Evangelicals less accepting of female pastors than other denominations, says Barna survey

Tine Lindhardt, Bishop of Funen diocese in Denmark. | Wikimedia Commons/Kasper Kamuk/Funen diocese

A new survey conducted by the Barna Group has revealed that evangelicals in the U.S. are less accepting of female leadership in the church compared to other Protestants and Catholics.

The survey results indicated that only 39 percent of evangelicals approve of women leading the church. The percentage of those who embrace the presence of female leadership in church is highest, at 80 percent, among Catholics, who have an all-male priesthood.

The acceptance rate was 74 percent among Protestants and 62 percent among practicing Christians.

Overall, 79 percent of Americans are accepting of women serving as priests or pastors. Women are more comfortable with female clergy at 84 percent, compared with men at 75 percent.
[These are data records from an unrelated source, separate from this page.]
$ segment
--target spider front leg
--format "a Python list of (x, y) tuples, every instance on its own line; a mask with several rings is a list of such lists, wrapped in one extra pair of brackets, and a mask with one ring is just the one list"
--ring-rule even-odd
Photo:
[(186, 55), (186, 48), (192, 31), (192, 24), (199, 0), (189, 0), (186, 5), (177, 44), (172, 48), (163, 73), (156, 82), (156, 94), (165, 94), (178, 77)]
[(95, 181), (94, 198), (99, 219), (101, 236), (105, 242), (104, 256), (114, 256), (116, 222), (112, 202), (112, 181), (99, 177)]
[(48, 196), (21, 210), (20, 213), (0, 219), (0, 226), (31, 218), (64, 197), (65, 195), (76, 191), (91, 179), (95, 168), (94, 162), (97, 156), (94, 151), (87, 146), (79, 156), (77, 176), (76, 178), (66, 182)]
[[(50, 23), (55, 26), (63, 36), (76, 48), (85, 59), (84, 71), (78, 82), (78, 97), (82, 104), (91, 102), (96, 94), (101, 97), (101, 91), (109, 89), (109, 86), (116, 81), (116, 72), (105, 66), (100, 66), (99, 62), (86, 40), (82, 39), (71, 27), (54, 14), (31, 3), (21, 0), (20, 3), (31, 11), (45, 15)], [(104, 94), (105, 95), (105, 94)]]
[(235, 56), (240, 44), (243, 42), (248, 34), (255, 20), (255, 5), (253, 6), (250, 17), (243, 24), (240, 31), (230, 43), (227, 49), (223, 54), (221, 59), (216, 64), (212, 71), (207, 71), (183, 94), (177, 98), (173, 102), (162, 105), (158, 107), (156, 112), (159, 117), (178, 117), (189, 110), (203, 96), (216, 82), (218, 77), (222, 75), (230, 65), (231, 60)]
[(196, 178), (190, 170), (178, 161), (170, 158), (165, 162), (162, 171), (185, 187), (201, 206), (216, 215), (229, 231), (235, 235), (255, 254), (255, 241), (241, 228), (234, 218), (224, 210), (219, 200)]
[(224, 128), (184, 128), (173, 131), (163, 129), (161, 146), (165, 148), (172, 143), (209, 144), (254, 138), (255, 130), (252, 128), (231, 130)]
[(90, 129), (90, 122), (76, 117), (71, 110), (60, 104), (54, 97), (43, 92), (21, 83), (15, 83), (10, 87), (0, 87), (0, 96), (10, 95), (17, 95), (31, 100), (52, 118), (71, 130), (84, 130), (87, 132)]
A previous study by the Barna group has indicated that the nine percent of Protestant senior pastors are women, which is triple the percentage of 25 years ago.

Barna Group editor in chief Roxanne Stone said that having women in leadership roles is a complicated issue for many evangelicals.

"There is a long history among evangelicals of emphasising motherhood and family as a woman's primary calling," she said.

"While the broader culture, and much of the Christian Church, has shifted away from this, evangelicals seem more reluctant to do so. This reluctance is often tied to a scriptural reading that insists men are to occupy primary leadership positions within the family and church and, by extension, society," she added.

Most of the female senior pastors lead mainline congregations rather than evangelical churches that are least comfortable with female ministers. Only 44 percent of non-mainline pastors said that their congregation, church network or denomination ordains women, compared with mainline pastors at 99 percent.

Stone pointed out that more than half of most congregations are women, and many of them are part of the workforce.

She further noted that since most Christians, apart from evangelicals, are more comfortable with having a woman in the pulpit, many would attend churches where they disagree with the stance against women in leadership.

Stone asserted that churches which have chosen to continue to uphold the traditional position on women in leadership will have to emphasize their theology to their members.

"Women and men in their congregations deserve to know what their church believes and why they believe it. Because such a stance will feel increasingly irrelevant and outdated, churches and members need to understand why such a theology still exists," she explained.